Michael Flor, 70, miraculously survived a two-month hospitalization for COVID-19, but when he received the bill for his hospital stay, it nearly gave him a heart attack.
"I opened it and said 'holy shit!' " Flor told The Seattle Times. "I had to look at it a number of times… to see if I was seeing it right," said Flor. He spent 62 days in an intensive care unit which included an induced coma. At one point his situation was so dire a nurse put a phone to his ear so his family could tell him goodbye.
"He was as sick as you can get, with basically every organ system shutting down," said Dr. Anne Lipke, a pulmonary and critical-care specialist at Swedish Medical Center in Washington, according to The Seattle Times.
Flor's 181-page bill had nearly 3,000 itemized charges. His room averaged about $9,700 a day and his ventilator about $2,835 per day. Drug costs account for about a quarter of the entire bill.
The total cost for Flor's illness will be even greater than his current charges. The current bill doesn't include his time in a skilled nursing facility, dialysis and the individual doctors who treated him.
According to America's Health Insurance Plans, the average cost to treat someone with COVID-19 is around $30,000.
The good news is that Flor won't have to foot much of the bill, if any of it. He's insured by Medicare and Medicare Advantage through Kaiser Permanente. The insurance company says it will waive most out-of-pocket costs for COVID-19 patients in 2020.
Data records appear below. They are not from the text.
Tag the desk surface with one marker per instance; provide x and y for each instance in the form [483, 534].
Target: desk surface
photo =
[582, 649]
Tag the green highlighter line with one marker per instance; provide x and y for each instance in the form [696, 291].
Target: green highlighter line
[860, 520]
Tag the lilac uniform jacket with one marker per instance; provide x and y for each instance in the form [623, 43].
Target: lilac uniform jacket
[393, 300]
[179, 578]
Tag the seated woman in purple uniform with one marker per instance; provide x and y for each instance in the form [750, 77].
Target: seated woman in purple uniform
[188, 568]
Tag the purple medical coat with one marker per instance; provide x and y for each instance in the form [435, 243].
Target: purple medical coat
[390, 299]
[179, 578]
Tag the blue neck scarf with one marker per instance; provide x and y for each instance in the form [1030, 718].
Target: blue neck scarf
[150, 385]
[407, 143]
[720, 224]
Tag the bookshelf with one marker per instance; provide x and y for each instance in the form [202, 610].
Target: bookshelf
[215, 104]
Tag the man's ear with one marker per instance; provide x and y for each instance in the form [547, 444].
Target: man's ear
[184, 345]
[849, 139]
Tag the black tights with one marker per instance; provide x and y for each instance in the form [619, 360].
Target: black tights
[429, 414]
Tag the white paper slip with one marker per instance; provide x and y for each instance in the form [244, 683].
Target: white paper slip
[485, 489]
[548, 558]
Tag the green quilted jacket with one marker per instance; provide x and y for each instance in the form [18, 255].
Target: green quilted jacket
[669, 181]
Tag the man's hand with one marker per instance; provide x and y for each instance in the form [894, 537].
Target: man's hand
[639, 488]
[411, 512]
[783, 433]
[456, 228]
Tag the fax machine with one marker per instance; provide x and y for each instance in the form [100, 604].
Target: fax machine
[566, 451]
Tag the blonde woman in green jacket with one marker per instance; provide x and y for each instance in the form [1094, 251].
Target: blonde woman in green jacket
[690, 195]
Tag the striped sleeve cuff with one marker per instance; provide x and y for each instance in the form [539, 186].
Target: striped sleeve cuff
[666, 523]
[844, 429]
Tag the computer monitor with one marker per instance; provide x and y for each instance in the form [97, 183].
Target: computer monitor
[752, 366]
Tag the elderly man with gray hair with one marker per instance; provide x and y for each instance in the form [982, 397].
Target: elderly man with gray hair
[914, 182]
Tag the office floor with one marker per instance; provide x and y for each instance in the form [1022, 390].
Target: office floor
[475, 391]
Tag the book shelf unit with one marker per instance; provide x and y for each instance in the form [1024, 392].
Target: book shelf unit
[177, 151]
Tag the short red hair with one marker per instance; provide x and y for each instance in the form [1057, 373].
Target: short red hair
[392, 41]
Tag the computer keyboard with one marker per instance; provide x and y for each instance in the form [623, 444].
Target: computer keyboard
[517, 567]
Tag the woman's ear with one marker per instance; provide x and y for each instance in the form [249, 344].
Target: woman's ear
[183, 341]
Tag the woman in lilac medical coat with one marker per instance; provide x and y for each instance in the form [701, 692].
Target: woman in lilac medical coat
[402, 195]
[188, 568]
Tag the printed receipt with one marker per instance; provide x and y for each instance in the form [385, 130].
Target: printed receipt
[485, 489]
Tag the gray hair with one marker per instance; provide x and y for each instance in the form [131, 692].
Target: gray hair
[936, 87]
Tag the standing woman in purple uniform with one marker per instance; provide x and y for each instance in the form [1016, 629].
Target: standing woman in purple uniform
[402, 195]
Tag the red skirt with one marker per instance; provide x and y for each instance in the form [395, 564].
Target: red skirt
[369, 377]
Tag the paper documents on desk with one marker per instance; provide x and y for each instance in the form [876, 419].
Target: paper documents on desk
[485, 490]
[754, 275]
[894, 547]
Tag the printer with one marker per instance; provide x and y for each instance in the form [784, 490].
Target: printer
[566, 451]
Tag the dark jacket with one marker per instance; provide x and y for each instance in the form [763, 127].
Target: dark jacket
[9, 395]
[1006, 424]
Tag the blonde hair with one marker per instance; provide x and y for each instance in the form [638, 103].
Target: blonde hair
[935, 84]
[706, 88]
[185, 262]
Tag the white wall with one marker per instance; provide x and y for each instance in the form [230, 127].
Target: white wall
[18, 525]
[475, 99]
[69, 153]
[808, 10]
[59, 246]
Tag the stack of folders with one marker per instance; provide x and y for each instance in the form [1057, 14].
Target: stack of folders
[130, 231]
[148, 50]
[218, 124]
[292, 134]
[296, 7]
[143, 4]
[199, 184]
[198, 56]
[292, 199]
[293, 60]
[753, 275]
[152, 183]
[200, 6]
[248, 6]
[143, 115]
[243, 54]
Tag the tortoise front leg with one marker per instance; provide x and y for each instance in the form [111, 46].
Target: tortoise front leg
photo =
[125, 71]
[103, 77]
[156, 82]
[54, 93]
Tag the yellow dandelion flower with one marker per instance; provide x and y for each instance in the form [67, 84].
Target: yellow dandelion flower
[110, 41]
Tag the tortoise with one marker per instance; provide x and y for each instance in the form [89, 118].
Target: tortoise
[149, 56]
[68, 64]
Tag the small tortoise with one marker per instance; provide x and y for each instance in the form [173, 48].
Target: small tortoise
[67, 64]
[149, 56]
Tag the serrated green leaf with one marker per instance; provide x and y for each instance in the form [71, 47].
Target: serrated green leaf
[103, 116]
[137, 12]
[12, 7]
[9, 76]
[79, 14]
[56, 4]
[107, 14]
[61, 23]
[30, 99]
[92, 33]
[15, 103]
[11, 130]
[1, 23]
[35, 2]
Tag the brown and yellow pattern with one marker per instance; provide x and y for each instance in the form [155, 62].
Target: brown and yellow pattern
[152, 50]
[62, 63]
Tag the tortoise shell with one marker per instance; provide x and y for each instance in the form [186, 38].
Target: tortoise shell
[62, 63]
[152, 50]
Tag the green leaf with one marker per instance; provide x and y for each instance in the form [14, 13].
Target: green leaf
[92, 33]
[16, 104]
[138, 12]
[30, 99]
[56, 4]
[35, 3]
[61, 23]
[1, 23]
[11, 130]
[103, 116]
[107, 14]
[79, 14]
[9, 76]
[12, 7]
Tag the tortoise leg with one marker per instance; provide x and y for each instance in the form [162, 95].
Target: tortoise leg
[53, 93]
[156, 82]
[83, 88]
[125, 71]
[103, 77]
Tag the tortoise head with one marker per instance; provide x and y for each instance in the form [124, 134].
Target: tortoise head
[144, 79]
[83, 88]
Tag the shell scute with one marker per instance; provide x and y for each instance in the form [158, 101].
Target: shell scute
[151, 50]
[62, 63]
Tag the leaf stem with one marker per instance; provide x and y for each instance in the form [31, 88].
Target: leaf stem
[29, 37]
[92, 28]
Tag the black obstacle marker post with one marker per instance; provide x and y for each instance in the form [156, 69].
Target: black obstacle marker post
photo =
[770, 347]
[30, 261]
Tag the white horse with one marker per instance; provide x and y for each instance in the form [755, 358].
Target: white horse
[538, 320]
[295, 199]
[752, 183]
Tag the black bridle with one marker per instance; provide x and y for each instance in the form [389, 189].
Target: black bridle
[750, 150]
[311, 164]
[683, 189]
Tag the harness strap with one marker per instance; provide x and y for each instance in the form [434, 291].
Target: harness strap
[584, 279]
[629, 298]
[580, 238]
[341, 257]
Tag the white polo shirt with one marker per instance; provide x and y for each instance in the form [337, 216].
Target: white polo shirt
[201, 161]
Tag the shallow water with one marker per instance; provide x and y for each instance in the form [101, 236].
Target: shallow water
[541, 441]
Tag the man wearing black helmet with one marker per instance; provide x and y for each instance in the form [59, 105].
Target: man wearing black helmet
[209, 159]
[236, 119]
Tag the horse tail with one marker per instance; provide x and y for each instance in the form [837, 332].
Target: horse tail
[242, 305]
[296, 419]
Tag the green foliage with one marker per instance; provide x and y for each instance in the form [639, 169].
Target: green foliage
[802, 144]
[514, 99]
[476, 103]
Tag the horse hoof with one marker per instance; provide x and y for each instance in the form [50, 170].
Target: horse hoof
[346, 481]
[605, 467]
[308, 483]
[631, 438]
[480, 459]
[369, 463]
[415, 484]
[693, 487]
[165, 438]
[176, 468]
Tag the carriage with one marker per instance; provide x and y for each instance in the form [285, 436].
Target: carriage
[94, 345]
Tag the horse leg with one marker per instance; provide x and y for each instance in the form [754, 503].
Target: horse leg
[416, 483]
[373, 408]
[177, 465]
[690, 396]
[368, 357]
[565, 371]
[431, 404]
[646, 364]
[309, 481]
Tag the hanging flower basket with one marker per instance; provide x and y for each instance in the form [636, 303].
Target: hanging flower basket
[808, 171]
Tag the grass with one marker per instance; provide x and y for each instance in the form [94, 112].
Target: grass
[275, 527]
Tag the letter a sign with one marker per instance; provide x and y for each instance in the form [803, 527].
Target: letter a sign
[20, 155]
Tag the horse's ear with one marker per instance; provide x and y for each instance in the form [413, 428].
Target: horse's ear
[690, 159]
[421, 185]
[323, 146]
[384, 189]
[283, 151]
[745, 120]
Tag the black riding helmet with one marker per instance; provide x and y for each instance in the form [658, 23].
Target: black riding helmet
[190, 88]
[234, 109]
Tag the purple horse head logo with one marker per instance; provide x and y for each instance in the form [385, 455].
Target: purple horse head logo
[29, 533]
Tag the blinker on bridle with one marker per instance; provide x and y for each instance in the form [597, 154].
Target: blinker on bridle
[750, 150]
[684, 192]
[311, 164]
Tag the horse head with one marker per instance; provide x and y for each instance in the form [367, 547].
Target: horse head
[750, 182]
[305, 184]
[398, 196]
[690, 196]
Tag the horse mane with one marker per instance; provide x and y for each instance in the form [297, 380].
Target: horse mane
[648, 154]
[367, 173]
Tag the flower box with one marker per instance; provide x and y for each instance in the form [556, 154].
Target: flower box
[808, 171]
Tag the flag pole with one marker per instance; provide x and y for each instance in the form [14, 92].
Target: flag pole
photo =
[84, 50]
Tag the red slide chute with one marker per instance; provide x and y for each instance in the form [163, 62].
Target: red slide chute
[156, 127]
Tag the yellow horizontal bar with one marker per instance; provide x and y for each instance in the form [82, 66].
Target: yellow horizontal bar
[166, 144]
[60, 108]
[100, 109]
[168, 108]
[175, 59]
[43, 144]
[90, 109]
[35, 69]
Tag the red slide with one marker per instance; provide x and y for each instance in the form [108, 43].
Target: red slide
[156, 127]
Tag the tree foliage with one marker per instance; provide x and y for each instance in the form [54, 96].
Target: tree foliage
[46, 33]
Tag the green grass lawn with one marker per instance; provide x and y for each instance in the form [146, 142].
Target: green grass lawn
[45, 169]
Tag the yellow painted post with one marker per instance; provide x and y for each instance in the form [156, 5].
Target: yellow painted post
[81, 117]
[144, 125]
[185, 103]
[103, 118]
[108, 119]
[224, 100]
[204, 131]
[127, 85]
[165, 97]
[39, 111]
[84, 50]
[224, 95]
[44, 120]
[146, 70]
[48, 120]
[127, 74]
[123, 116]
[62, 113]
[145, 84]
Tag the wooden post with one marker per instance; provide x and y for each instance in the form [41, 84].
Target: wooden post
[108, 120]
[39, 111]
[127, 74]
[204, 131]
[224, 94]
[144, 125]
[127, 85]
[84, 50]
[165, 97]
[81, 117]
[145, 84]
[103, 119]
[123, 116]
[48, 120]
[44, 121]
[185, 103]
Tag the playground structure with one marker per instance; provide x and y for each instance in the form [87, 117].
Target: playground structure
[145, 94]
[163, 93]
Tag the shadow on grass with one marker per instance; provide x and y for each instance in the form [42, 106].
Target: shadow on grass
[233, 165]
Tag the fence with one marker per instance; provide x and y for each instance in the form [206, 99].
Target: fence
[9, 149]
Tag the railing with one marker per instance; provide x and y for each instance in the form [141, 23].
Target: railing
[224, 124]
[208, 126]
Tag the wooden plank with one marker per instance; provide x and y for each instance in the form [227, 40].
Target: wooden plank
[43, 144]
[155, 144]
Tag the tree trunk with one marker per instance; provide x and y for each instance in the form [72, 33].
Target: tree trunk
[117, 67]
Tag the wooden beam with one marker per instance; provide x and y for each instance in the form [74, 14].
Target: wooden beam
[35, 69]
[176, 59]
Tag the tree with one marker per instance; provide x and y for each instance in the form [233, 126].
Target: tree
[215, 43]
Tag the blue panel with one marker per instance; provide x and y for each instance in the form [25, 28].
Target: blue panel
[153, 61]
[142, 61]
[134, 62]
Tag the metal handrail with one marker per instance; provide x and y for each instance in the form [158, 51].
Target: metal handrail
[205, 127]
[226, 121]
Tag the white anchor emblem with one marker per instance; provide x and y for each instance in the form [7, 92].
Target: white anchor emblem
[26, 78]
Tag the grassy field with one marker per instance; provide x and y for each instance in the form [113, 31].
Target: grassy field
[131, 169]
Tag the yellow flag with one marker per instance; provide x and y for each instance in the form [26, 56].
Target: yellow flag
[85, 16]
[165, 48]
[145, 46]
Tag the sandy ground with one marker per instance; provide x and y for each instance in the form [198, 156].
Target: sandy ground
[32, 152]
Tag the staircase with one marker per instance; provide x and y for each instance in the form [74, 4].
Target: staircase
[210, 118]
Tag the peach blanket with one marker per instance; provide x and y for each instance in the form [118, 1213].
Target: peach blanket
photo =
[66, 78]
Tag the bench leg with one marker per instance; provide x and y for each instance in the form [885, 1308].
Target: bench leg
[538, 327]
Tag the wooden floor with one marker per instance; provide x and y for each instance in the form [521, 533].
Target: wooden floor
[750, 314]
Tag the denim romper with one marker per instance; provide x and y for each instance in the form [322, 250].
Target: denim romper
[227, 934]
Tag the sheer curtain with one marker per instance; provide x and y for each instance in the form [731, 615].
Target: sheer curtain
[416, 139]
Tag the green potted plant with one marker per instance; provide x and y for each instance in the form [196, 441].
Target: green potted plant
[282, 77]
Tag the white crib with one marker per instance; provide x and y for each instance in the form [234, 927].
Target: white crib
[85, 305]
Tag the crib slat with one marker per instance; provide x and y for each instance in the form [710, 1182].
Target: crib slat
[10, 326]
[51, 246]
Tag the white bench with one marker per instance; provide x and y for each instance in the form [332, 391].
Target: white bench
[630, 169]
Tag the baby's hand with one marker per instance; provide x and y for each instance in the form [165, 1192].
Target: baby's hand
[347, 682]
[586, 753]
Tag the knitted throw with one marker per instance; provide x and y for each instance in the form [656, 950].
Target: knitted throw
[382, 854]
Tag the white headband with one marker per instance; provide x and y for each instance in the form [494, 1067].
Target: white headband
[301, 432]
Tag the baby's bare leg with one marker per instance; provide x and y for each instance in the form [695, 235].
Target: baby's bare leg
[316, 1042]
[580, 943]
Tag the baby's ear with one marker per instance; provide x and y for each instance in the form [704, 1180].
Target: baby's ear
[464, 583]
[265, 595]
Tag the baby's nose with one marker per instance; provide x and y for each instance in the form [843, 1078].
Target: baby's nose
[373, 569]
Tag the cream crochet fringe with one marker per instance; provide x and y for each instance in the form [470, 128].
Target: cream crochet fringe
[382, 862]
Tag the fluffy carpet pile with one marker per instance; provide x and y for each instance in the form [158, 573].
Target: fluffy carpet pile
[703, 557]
The federal government also has put plans in place to help pay for the medical costs associated with the crisis. The Families First Coronavirus Response Act (FFCRA), Coronavirus Aid, Relief and Economic Security (CARES) Act require that "private health issuers and employer group health plans cover COVID-19 testing and services furnished during the pandemic, with no out-of-pocket expense."
Congress also pledged more than $100 billion to help insurance companies and healthcare providers defray the costs of the pandemic.
Flor's incredibly massive bill is another example of the high costs of healthcare in the United States. Even though the money won't necessarily come out of his pocket, the cost will be paid for by U.S. taxpayers and insurance companies — which are eventually shared by everyone.
Americans pay almost four times as much for pharmaceutical drugs and double the administrative costs of citizens in comparable developed countries. Health care providers in the U.S. also charge significantly more for their services.
If the country enacted laws that would help cut down the cost of healthcare, it would drastically decrease the price we pay for private insurance and as well as social health programs such as Medicare and Medicaid.
Flor is happy to be alive, but the tremendous costs incurred by his hospitalization have put a damper on the joy he should feel after his recovery.
"I feel guilty about surviving... Why did I deserve all this? Looking at the incredible cost of it all definitely adds to that survivor's guilt," he said.
"It was a million bucks to save my life, and of course I'd say that's money well-spent," he told The Times. "But I also know I might be the only one saying that."